During a semi-scientific test, Kuda Bux was asked whether he could see through steel. He replied that he needed to either touch whatever had been written or be relatively close to it. He was asked to stand behind a door with his arm and hand around the side while a book was held by the investigator. He then proceeded to read from the book while blindfolded and unable to see the book. He was also able to read the dates on coins, thread a needle and even duplicate foreign words he had never seen before—all while blindfolded.
In 1937, Kuda Bux performed the rather extraordinary feat of walking barefoot across a fire pit 12 feet long and 3 feet deep and filled with burning charcoal.
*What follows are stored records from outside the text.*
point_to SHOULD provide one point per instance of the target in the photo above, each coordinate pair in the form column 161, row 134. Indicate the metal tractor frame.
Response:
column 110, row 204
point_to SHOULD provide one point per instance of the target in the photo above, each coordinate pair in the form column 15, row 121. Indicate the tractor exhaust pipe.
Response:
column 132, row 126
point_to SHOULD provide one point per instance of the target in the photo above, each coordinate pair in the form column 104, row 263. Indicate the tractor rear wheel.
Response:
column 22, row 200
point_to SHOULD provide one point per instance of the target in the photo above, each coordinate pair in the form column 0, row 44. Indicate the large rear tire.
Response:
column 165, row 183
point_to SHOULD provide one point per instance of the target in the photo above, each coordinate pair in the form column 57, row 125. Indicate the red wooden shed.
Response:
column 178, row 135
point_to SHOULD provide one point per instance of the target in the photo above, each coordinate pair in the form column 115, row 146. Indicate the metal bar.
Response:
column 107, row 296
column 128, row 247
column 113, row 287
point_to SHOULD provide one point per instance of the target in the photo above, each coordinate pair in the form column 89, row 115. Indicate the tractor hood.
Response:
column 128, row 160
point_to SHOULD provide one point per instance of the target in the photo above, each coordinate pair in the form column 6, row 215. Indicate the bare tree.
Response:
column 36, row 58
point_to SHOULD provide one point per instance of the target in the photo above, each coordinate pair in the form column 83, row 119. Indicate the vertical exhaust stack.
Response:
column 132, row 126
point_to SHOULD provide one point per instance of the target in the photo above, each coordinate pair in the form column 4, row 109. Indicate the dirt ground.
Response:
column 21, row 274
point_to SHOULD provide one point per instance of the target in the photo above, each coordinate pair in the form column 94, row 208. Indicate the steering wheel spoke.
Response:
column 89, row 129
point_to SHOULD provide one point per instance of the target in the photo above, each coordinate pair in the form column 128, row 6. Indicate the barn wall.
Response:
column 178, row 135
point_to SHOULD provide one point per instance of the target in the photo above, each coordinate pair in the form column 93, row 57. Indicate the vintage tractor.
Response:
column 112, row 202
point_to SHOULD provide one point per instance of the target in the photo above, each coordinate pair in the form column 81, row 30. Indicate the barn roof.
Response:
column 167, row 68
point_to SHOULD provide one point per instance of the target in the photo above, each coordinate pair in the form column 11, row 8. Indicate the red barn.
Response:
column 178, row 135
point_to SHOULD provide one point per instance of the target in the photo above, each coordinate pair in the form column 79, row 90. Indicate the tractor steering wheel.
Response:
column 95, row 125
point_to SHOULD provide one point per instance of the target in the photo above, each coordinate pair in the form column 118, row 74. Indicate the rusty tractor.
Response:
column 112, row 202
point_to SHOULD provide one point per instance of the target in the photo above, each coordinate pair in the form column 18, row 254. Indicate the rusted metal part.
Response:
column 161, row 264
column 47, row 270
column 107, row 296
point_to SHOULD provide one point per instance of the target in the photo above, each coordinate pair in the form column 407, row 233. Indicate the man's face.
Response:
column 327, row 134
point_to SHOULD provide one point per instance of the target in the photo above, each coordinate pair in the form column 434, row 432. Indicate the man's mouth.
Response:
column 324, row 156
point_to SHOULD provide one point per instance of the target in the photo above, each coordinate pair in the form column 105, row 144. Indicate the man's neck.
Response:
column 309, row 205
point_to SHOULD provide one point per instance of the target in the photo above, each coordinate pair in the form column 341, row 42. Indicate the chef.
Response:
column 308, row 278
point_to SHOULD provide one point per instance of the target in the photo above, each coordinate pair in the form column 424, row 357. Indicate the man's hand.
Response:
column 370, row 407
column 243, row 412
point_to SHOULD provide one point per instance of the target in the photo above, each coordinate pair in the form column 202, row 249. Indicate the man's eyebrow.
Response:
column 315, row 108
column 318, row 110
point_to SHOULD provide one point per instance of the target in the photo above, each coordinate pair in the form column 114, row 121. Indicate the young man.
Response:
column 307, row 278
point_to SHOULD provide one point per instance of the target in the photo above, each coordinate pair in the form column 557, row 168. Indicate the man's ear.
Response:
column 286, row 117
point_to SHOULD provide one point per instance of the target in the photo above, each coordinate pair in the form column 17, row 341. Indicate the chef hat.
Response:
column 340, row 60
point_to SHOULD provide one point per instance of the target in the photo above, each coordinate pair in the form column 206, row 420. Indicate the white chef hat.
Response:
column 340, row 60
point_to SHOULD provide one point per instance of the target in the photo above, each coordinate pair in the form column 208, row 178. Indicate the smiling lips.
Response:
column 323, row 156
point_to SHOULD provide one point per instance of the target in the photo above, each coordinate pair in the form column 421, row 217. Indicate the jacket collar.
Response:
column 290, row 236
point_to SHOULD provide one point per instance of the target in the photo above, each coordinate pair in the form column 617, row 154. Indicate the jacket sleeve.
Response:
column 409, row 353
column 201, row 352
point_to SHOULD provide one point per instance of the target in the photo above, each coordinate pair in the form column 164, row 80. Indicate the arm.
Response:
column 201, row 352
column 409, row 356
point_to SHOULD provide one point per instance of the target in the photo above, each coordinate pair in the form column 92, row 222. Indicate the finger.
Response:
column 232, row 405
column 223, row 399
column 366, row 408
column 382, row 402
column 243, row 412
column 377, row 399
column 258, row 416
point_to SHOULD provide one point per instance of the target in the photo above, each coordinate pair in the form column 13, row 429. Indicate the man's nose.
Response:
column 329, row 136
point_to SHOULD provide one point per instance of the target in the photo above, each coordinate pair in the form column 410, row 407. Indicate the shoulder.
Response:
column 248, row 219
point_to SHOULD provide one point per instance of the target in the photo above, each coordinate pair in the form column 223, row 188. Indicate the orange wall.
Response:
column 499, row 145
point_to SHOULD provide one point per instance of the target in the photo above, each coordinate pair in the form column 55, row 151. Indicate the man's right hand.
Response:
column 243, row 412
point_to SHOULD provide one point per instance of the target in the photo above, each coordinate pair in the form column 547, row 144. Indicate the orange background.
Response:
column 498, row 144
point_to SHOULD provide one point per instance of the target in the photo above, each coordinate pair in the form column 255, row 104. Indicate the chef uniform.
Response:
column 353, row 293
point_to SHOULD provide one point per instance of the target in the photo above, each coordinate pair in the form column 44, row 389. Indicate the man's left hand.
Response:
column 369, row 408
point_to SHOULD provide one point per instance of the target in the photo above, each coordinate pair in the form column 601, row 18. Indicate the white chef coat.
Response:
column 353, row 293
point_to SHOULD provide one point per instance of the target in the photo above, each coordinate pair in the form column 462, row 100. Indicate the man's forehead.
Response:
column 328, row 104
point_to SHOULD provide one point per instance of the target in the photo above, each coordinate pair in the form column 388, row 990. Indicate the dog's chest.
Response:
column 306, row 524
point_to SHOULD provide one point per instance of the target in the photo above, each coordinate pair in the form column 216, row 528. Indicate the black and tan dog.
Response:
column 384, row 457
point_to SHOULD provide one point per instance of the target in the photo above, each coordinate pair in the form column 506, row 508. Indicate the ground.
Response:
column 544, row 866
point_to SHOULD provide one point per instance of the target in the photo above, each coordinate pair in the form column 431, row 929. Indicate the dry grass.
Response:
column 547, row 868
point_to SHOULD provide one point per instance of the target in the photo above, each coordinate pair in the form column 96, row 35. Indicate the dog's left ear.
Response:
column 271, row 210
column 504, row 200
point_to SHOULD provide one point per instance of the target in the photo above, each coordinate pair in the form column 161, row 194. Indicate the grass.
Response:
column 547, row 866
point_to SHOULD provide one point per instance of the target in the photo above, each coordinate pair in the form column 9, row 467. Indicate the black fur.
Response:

He repeated another walk through this fire pit, yet his feet showed no signs of being burnt. This particular fire walking has always fascinated me. Having lived in Durban, South Africa, I was fortunate to witness this Hindu ceremony a number of times. Each year a number of devotees, after fasting for a month beforehand, would walk through a fire pit as part of their religious fervour and they would be unscathed. The fire pit was prepared with burning wood and once this was down to hot, glowing embers (like a barbecue), they would walk through the pit without being harmed. All I could do was vouch for the heat of the fire pit.
A little later in Liverpool, Kuda Bux walked along the entire narrow ledge of a long building 200 feet above ground while blindfolded. Then in 1945, he rode a bicycle skillfully through the congested streets of New York and Times Square, again with his eyes tightly taped shut. In the 1950’s, he starred in his own CBS television series entitled Kuda Bux – Hindu Mystic where he performed not only his blindfold act but also a series of mentalist and psychic-type effects. He also appeared on the Johnny Carson Show You Asked for It.
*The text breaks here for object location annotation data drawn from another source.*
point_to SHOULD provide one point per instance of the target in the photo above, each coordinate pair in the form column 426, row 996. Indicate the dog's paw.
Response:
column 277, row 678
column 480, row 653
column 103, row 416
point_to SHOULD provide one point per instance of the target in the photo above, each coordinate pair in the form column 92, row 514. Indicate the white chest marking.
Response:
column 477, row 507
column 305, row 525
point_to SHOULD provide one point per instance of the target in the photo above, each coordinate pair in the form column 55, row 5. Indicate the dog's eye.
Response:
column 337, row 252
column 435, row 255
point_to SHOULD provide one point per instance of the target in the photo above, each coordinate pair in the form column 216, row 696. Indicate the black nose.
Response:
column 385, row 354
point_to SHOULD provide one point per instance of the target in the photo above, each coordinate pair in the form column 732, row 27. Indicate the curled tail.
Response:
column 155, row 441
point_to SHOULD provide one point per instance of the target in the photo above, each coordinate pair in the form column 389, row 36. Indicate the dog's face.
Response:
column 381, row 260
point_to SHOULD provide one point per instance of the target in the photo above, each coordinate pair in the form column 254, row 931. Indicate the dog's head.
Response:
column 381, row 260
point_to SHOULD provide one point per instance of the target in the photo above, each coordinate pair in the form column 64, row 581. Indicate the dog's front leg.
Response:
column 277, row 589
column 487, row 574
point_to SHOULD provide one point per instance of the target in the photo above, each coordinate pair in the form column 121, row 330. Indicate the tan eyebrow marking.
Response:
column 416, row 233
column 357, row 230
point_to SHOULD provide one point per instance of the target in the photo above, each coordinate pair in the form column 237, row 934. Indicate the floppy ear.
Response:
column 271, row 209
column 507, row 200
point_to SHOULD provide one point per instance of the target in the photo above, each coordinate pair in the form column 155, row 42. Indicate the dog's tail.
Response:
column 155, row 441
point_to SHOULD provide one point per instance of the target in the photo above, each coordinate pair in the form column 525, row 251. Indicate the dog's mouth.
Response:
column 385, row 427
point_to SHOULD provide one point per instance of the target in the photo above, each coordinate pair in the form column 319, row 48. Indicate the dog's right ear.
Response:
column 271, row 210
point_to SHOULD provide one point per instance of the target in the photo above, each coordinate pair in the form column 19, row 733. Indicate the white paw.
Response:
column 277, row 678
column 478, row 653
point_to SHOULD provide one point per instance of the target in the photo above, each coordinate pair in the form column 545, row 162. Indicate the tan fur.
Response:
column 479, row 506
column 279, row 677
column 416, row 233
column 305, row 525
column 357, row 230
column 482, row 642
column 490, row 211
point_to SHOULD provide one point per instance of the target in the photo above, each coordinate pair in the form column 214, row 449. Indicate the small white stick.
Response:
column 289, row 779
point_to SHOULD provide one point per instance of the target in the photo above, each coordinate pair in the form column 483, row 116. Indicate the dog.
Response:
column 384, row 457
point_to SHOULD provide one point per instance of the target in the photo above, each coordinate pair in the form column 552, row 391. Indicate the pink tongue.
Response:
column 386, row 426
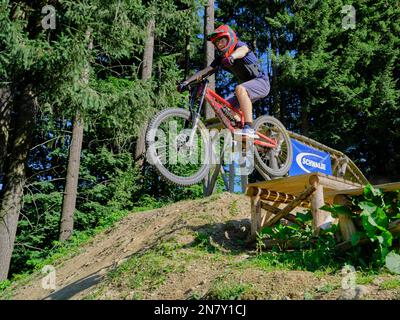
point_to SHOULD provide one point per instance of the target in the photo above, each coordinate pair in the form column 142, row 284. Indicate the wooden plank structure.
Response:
column 346, row 224
column 342, row 166
column 307, row 190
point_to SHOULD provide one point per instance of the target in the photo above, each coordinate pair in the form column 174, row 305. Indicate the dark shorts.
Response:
column 256, row 89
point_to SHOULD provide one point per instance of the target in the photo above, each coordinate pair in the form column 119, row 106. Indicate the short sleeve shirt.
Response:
column 246, row 68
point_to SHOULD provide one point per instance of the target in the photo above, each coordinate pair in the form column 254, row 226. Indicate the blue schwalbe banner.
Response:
column 307, row 159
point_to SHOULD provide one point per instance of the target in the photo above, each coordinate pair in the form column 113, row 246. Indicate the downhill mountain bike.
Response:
column 178, row 142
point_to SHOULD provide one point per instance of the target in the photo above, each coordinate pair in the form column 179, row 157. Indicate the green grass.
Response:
column 66, row 250
column 223, row 289
column 306, row 260
column 390, row 284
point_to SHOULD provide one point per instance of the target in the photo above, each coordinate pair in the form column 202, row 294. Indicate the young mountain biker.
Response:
column 235, row 56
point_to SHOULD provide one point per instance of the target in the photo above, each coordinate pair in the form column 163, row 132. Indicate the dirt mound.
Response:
column 137, row 233
column 189, row 250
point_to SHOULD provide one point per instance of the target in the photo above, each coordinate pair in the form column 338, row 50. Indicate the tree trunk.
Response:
column 14, row 169
column 187, row 56
column 146, row 75
column 148, row 50
column 304, row 115
column 71, row 183
column 209, row 49
column 5, row 120
column 274, row 82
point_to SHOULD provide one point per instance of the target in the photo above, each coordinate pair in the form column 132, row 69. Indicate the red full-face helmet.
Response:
column 224, row 31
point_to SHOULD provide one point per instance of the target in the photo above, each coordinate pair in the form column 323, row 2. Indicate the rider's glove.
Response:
column 227, row 61
column 182, row 86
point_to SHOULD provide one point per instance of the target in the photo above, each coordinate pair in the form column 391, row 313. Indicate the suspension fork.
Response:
column 196, row 115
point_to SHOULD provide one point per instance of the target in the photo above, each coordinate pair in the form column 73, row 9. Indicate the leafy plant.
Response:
column 375, row 210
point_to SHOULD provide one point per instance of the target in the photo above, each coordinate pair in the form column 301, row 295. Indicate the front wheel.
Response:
column 275, row 161
column 179, row 154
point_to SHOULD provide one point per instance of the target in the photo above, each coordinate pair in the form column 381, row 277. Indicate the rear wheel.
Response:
column 169, row 149
column 276, row 161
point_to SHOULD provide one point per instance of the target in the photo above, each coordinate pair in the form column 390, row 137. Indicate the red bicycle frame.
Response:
column 217, row 103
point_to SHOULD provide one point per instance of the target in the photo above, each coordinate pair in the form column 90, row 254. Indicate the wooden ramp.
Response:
column 279, row 197
column 273, row 200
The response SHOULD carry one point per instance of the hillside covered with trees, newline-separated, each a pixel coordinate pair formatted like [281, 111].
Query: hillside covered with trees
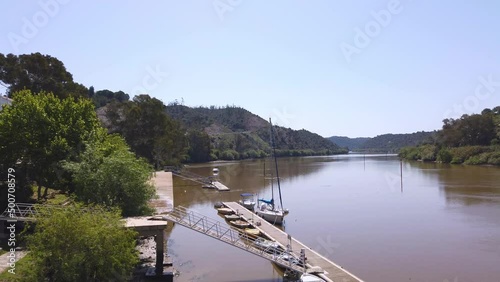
[161, 134]
[236, 133]
[391, 143]
[470, 139]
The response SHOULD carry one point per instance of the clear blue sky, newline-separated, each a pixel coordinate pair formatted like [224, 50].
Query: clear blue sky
[280, 59]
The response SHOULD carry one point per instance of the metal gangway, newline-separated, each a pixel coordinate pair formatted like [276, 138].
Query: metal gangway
[204, 180]
[220, 231]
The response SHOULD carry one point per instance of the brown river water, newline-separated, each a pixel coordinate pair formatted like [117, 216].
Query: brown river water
[442, 223]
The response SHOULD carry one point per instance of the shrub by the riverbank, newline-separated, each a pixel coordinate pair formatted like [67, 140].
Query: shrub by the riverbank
[469, 155]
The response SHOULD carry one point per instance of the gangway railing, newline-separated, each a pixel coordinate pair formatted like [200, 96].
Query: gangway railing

Kuda Bux was also able to fire a pellet rifle while blindfolded at a target pinpointed by an audience member quite accurately. He became the first magician to appear on Robert Ripley’s first ever televised Believe It or Not. He was often booked for large-scale seminars and magic events or conventions, and both the IBM’s Linking Ring Journal and Genie Magazine featured him on their covers with articles about his strange powers. There are many magicians even today who do not know how he accomplished his remarkable feats—which were even more puzzling because when not blindfolded and reading fine print, Kuda Bux was obliged to use reading glasses.
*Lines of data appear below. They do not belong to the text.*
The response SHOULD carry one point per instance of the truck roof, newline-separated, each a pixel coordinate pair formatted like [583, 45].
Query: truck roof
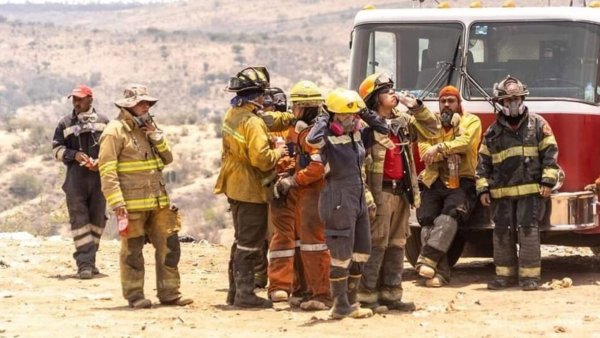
[468, 15]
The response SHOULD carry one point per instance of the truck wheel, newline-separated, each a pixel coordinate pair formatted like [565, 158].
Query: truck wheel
[413, 247]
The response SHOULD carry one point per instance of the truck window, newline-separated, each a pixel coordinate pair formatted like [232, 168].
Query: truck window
[554, 59]
[414, 54]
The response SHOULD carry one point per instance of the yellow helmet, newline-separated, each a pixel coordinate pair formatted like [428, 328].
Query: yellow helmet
[306, 92]
[344, 101]
[372, 83]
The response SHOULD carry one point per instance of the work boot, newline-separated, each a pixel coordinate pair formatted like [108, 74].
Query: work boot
[177, 302]
[391, 296]
[436, 282]
[86, 273]
[501, 282]
[141, 303]
[313, 305]
[339, 292]
[426, 271]
[278, 296]
[244, 282]
[529, 284]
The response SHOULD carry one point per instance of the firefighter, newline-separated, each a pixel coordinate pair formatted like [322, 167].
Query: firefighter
[247, 171]
[75, 144]
[343, 204]
[392, 179]
[516, 172]
[448, 195]
[303, 187]
[133, 153]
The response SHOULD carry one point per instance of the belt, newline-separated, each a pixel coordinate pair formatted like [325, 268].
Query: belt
[395, 185]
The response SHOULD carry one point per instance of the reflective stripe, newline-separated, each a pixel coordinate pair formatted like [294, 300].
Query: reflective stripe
[147, 203]
[506, 271]
[313, 247]
[84, 240]
[484, 150]
[96, 229]
[360, 257]
[143, 165]
[340, 263]
[83, 128]
[514, 151]
[281, 253]
[546, 142]
[81, 231]
[162, 146]
[115, 198]
[107, 167]
[246, 248]
[239, 137]
[481, 184]
[530, 272]
[514, 191]
[316, 157]
[550, 173]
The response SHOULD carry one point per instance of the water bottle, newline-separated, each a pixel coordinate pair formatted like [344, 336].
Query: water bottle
[588, 93]
[453, 168]
[123, 224]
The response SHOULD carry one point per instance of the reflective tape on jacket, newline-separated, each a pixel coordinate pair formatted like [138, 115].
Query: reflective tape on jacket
[514, 151]
[515, 191]
[281, 253]
[115, 198]
[231, 132]
[547, 141]
[140, 204]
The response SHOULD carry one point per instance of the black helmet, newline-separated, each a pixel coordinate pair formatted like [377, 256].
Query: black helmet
[250, 79]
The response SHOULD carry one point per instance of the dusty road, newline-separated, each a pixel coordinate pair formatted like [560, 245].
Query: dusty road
[38, 297]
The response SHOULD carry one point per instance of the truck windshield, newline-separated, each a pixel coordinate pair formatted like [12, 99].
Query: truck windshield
[555, 59]
[415, 54]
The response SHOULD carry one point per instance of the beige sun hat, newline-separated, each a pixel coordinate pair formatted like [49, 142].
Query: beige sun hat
[135, 94]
In his latter years—and strangely enough—Kuda Bux became blind after having developed glaucoma. But before this, he spent his evenings at the Hollywood Magic Castle (where he had so often been booked) playing cards with Professor Dai Vernon. He retired in Los Angeles and lived to the age of 75. He passed away on February 5th 1981 from a heart attack. While he may not be well-remembered as a grand illusionist in the history of magic, Kuda Bux will however be well-remembered for his unique performances as the “Man with the X-Ray Eyes” who once stated, according to the late Dutch magician Peter Pit, “I believe in card reading but I don’t believe in card readers. I believe in mentalism but I don’t believe in mentalists. I believe in spiritualism but I don’t believe in spiritualists.” Kuda Bux was certainly a remarkable performer and as yet there is no magician who has ever come close to matching his extraordinary skills.